Plus d’un an après la reprise officielle des relations diplomatiques entre le Maroc et Israël, la contestation populaire ne faiblit pas. Bien au contraire, elle s’intensifie, portée par une vague militante de plus en plus organisée qui fait entendre sa voix jusque dans les infrastructures névralgiques du pays : les ports stratégiques.
La décision du royaume de normaliser ses relations avec l’État hébreu, officialisée en décembre 2020 dans le cadre des accords d’Abraham, continue de susciter de vives critiques dans une grande partie de la population. Ce rapprochement diplomatique, qui s’accompagne d’une coopération sécuritaire, économique et technologique, est perçu par de nombreux Marocains comme une trahison de la cause palestinienne.
Depuis plus d’un an, des manifestations régulières secouent les grandes villes du pays, souvent à l’initiative de collectifs citoyens, de syndicats ou de groupes islamistes modérés. Les pancartes brandies sont explicites : « Non à la complicité avec l’oppresseur », « Solidarité avec Gaza », ou encore « Le peuple marocain est contre la normalisation ».
Mais la contestation a récemment pris une tournure plus concrète et ciblée : des groupes de militants appellent désormais à bloquer l’accès aux ports marocains aux navires soupçonnés de transporter du matériel militaire destiné à Israël. Une attention particulière est portée à la compagnie danoise Maersk, dont les cargos sont accusés de contribuer indirectement à l’effort militaire israélien.
Cette entreprise logistique, l’une des plus importantes au monde, transporte notamment des composants électroniques et mécaniques utilisés dans la fabrication du F-35 de Lockheed Martin, dans le cadre d’un programme de coopération en matière de sécurité mené par le département américain de la Défense. Ce programme facilite les ventes d’armes à des pays alliés, dont Israël fait partie.
Les militants s’appuient sur l’exemple de l’Espagne, où des dockers avaient refusé, en 2024, de charger ou de décharger certains navires impliqués dans le transport d’équipements militaires vers Israël.

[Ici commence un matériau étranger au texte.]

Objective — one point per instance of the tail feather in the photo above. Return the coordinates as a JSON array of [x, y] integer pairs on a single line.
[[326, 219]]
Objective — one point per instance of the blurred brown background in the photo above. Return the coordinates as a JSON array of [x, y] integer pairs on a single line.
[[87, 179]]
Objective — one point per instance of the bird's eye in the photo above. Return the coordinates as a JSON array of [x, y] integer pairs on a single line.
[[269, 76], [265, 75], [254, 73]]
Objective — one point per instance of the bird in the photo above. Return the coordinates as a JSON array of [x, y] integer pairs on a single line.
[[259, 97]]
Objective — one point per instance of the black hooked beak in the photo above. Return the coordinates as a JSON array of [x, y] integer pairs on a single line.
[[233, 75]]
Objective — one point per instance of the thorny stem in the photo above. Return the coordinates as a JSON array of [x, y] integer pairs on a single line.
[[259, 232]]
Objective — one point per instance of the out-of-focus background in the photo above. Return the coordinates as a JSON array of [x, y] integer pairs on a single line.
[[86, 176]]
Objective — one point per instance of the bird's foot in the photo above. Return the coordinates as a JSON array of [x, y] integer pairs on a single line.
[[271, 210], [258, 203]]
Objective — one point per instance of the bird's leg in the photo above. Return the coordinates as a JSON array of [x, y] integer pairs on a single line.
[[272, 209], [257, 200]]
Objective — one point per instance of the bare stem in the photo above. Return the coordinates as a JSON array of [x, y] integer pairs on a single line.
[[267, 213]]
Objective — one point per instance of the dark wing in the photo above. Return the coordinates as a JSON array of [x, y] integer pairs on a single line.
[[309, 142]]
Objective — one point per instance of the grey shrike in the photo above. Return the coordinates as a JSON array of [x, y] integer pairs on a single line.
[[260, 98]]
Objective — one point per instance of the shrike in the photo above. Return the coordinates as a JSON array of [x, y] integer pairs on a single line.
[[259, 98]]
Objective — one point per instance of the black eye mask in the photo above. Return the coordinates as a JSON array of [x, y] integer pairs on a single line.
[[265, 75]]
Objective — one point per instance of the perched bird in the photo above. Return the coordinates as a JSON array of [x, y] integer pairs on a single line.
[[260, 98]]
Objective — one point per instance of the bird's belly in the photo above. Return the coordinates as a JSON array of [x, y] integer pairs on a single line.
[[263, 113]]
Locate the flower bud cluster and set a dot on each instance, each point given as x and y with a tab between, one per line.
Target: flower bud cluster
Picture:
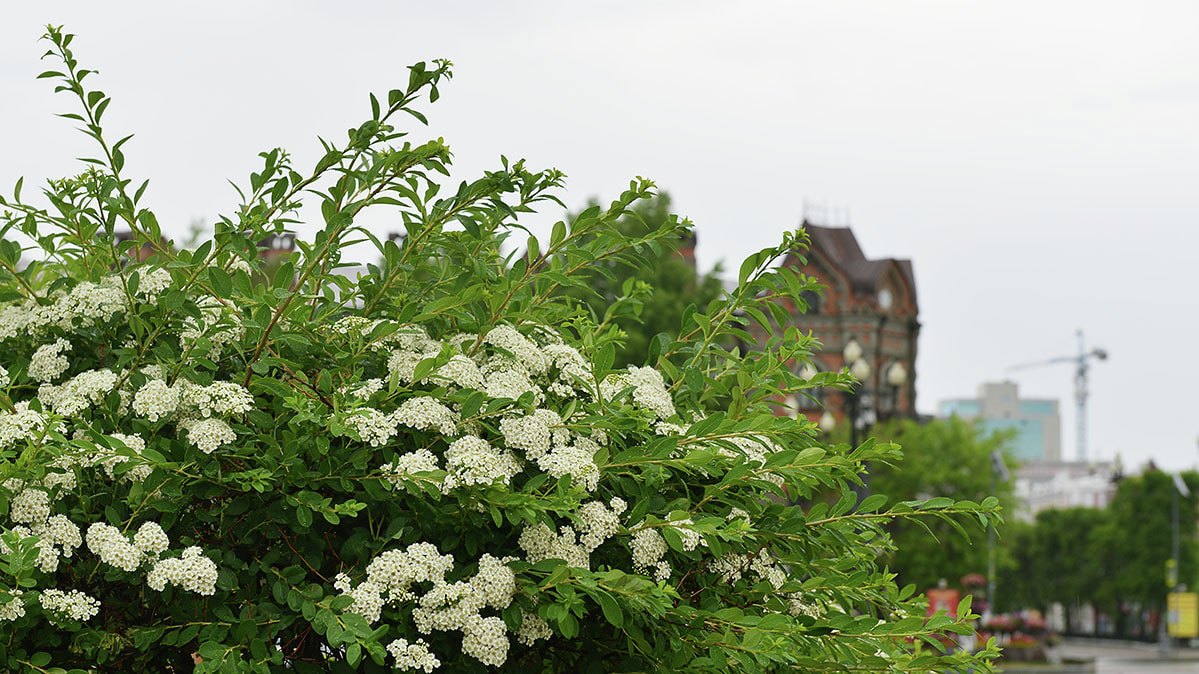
414	656
532	629
220	324
79	392
48	362
445	607
421	461
109	462
540	542
23	423
192	571
72	605
427	414
12	607
473	461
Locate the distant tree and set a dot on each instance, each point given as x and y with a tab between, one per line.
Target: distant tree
648	299
941	458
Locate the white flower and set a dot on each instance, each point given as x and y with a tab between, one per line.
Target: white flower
577	461
540	542
461	372
113	547
486	639
22	423
421	461
597	523
30	506
151	284
413	656
151	539
73	605
79	392
534	433
648	547
155	399
12	607
372	426
192	572
48	362
473	461
427	414
208	434
532	629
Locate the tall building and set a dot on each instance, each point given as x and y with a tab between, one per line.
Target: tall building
1042	480
999	407
872	301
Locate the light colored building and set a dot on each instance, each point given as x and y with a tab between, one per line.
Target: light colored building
999	407
1042	480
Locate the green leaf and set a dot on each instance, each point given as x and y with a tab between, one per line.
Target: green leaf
610	609
222	286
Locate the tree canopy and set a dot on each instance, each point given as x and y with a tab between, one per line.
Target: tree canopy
432	464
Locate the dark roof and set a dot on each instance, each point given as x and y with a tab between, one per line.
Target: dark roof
839	245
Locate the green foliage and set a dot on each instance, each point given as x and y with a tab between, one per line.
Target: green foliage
940	458
1106	557
649	299
440	453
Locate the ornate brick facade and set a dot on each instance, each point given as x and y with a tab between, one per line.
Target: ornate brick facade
871	301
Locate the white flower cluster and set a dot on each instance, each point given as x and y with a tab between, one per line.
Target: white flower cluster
446	607
48	362
13	607
462	372
413	656
209	433
473	461
523	350
113	547
421	461
733	566
155	399
649	547
649	390
573	371
192	571
79	392
109	462
427	414
220	324
540	542
58	537
23	423
85	306
73	605
372	426
597	522
198	411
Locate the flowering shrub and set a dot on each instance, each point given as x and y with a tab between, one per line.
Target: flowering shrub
427	465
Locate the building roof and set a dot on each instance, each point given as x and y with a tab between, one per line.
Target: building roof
839	245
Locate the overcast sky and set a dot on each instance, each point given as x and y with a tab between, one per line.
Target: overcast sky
1036	161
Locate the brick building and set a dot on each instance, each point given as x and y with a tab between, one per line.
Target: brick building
872	301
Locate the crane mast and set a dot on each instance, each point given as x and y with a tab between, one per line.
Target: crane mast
1082	366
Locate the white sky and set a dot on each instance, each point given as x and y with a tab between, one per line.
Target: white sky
1037	161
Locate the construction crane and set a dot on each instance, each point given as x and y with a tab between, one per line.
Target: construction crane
1082	363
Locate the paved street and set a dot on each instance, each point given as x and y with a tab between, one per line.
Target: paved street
1133	659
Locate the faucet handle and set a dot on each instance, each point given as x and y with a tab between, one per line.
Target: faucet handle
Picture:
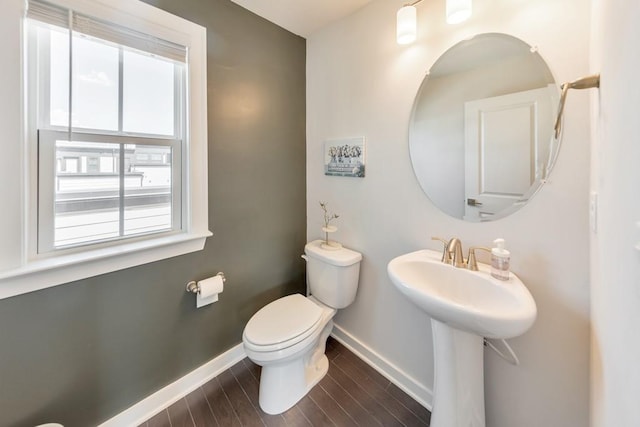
446	256
472	264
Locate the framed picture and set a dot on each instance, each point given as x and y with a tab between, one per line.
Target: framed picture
344	157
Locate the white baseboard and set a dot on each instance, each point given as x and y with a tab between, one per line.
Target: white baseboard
165	397
405	382
148	407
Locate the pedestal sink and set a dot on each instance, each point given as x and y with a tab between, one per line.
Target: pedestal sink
465	306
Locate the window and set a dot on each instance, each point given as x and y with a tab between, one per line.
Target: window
112	173
110	129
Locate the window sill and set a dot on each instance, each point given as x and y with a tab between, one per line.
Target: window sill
45	273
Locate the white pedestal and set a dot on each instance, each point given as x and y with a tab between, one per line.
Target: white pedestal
458	391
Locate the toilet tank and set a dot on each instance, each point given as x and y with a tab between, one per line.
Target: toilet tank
332	274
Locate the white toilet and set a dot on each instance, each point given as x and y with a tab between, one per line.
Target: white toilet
287	337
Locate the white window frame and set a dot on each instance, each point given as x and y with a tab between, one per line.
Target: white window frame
22	269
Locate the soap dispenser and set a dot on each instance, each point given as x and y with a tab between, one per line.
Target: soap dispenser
500	260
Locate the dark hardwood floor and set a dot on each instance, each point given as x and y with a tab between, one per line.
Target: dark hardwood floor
351	394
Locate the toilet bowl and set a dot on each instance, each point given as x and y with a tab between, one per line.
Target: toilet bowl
287	337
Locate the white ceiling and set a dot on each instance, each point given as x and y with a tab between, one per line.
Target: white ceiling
302	17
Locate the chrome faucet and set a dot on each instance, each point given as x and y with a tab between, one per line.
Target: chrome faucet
455	247
452	252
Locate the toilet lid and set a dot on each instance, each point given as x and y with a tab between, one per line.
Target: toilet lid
282	320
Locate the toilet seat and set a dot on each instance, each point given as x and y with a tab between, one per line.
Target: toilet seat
282	323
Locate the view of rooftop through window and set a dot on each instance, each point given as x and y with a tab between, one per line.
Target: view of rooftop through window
115	158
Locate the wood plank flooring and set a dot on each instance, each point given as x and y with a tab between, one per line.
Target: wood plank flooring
351	394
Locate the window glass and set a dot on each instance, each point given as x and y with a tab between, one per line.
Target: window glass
87	203
148	100
95	84
59	75
148	195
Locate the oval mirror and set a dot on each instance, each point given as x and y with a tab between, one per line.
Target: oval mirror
481	131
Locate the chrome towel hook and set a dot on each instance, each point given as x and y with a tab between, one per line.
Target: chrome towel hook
583	83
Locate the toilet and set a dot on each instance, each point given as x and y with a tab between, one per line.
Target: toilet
287	337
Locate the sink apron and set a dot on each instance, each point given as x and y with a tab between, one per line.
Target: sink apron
458	391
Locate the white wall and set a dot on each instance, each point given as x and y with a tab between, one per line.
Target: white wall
360	82
615	343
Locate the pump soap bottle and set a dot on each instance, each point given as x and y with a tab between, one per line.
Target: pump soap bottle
500	260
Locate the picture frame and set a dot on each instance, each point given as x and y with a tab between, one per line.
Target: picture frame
345	157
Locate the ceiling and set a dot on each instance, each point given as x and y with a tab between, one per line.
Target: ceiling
302	17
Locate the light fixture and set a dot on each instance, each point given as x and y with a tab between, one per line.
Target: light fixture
406	26
458	11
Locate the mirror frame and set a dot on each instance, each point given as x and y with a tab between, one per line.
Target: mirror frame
485	57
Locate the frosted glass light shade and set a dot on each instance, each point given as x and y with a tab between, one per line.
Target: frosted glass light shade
458	11
406	25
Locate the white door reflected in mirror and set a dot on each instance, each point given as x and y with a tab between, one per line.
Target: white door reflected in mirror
481	131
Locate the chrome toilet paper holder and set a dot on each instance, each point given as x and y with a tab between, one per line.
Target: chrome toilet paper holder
194	288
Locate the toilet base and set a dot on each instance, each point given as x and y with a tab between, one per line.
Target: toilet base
283	385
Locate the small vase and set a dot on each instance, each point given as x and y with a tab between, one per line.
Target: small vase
330	245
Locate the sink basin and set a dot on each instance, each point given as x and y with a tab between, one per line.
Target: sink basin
472	301
465	307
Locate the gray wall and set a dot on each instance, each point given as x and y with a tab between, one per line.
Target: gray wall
80	353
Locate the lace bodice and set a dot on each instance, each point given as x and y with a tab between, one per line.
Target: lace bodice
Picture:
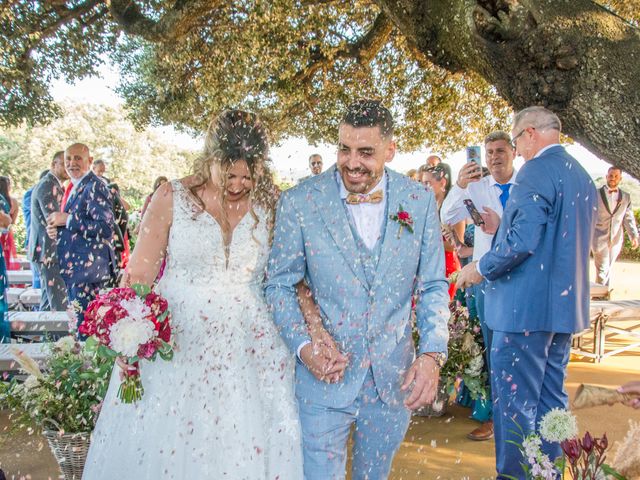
196	251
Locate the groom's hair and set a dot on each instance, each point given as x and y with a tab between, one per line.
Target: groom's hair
369	113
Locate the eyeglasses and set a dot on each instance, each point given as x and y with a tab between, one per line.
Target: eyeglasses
515	139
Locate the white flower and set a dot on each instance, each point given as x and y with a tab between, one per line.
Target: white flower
558	425
65	344
136	308
475	366
129	333
31	382
531	446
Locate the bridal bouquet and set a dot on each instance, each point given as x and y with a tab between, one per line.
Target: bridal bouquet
129	324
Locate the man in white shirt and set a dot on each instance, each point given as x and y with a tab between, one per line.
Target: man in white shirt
615	215
487	193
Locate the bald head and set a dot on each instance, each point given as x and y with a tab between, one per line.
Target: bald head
77	161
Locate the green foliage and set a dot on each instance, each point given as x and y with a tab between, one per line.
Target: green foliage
296	63
66	395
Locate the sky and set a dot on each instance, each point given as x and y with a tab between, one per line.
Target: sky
291	157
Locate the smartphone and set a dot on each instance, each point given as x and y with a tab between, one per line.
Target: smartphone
473	155
473	211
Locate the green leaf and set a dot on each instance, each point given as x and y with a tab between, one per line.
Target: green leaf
614	473
91	344
141	290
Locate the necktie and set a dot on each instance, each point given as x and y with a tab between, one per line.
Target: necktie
65	196
504	196
358	198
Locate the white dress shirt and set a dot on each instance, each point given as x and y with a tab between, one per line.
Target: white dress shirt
483	193
367	217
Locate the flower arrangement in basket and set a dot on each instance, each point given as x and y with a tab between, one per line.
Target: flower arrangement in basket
582	457
465	357
129	324
64	393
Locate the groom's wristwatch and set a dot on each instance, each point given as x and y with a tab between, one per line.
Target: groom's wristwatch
439	357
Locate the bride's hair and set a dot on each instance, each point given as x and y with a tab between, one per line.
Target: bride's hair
232	136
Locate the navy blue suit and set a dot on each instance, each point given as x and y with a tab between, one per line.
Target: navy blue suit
85	244
537	295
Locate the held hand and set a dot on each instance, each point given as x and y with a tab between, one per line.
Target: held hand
325	363
323	342
491	221
424	375
633	388
469	173
464	252
57	219
468	276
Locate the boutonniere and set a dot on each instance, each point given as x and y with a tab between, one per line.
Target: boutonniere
404	219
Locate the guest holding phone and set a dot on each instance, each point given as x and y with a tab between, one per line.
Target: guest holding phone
488	194
438	179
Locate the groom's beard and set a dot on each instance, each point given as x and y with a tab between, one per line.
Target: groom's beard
364	183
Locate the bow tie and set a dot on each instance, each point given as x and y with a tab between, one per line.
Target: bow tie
358	198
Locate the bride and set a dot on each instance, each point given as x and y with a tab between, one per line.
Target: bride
224	407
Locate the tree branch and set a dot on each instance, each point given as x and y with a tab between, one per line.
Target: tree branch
172	25
362	50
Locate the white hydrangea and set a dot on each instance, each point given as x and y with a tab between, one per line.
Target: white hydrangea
129	333
136	308
475	366
65	344
558	425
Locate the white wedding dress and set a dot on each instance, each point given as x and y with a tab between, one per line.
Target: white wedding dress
224	407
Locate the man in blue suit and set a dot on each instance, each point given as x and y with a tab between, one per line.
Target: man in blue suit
538	290
84	231
365	239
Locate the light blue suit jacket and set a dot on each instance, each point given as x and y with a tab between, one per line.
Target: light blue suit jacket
371	322
538	265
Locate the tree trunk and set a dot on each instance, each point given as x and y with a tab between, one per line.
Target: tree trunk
572	56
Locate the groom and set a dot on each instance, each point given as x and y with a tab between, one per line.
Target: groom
364	239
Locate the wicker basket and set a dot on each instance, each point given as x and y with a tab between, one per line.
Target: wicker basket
70	451
437	408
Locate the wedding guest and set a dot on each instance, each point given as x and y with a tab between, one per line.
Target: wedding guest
5	327
10	206
486	192
538	285
84	231
26	214
634	389
413	174
615	216
315	165
99	168
42	251
433	160
438	180
157	183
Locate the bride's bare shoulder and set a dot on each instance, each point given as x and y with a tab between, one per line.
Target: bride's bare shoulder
190	181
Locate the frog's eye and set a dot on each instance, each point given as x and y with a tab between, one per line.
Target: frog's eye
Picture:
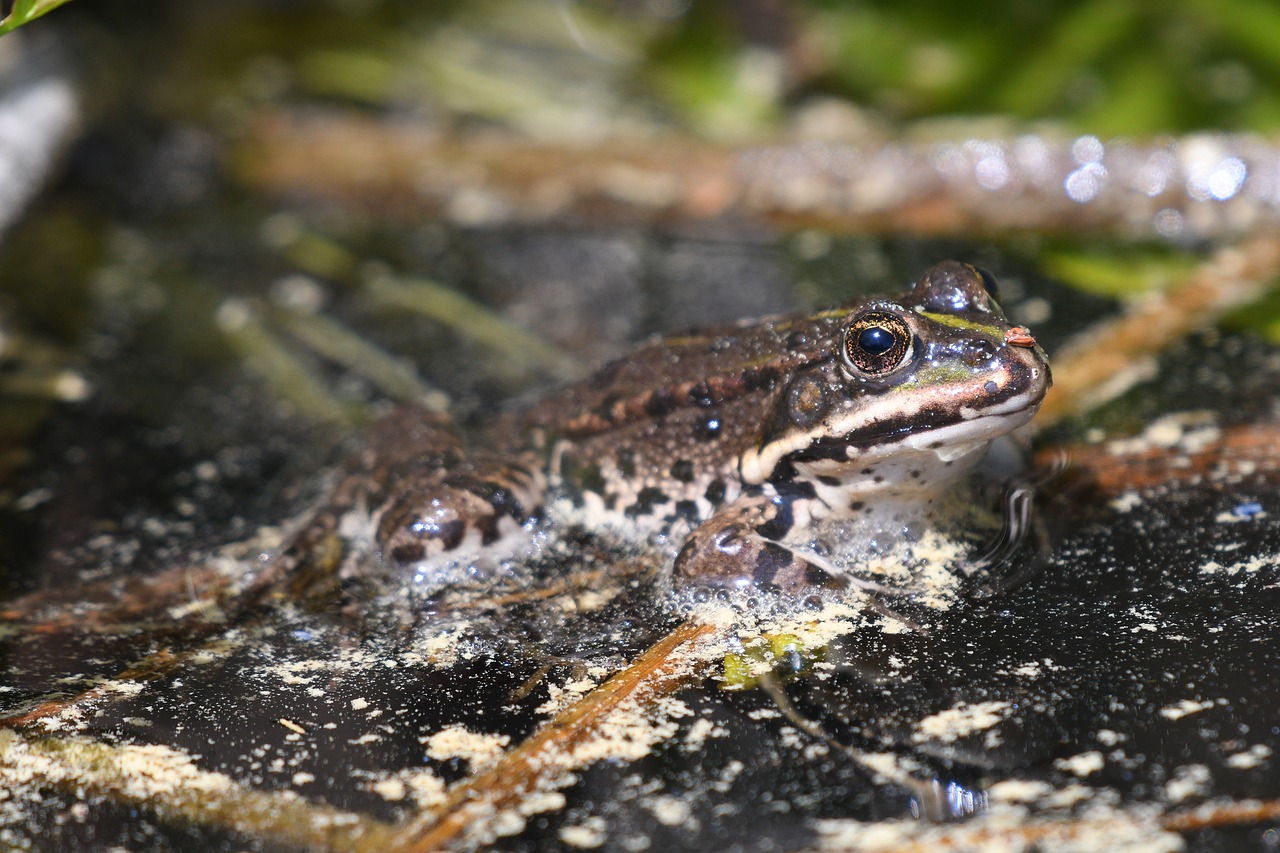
877	342
988	283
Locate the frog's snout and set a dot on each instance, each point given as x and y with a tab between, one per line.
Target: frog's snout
1019	336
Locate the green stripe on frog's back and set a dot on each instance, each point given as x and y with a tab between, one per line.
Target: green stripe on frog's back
987	329
933	375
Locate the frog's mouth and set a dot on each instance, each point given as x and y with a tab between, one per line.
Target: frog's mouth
949	422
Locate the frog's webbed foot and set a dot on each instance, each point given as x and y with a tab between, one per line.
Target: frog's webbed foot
741	547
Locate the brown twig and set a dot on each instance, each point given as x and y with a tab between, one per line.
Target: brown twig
1114	356
881	185
1251	451
522	770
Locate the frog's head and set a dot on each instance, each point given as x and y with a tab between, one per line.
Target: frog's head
940	374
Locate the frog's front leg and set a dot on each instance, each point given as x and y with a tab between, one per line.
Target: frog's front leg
744	546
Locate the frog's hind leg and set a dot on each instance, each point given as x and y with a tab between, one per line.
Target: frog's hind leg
743	547
461	510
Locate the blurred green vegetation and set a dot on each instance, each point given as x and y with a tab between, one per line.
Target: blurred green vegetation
24	12
727	69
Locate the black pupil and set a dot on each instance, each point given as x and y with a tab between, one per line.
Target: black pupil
876	341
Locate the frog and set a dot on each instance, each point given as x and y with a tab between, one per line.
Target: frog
723	452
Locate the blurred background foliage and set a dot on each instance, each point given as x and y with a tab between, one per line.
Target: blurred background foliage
734	67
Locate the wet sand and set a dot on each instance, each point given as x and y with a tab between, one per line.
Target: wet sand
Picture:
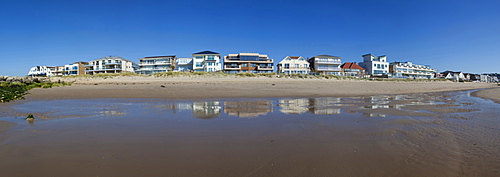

Ils espèrent que les syndicats marocains suivront cette voie, bien que les pressions gouvernementales soient plus fortes dans le royaume.
Pour le gouvernement marocain, cette mobilisation représente un dilemme stratégique. D’un côté, Rabat cherche à consolider ses alliances diplomatiques, notamment avec Washington et Tel-Aviv, dans une logique de sécurisation de ses intérêts au Sahara occidental. De l’autre, l’hostilité croissante de la rue pourrait fragiliser la stabilité intérieure.
Les autorités gardent pour l’instant le silence sur les accusations visant les ports, tout en maintenant un discours favorable à la paix, plaidant pour une solution à deux États au conflit israélo-palestinien. Mais la colère ne cesse de monter, surtout après les dernières opérations militaires israéliennes à Gaza, qui ont ravivé l’indignation dans le monde arabe.
Certains analystes craignent que cette contestation portuaire n’évolue vers une désobéissance civile logistique plus large, impliquant les travailleurs portuaires, les syndicats des transports, et même certaines autorités locales. Si de tels blocages venaient à se concrétiser, ils pourraient affecter non seulement les flux militaires, mais aussi les échanges commerciaux généraux du royaume.
Pour l’heure, les autorités tentent de contenir les manifestations tout en évitant une escalade. Mais une chose est claire : la fracture entre les orientations géopolitiques du gouvernement et les sentiments d’une partie importante de la population s’élargit, et les ports marocains sont désormais devenus le théâtre d’un bras de fer symbolique entre diplomatie et souveraineté populaire.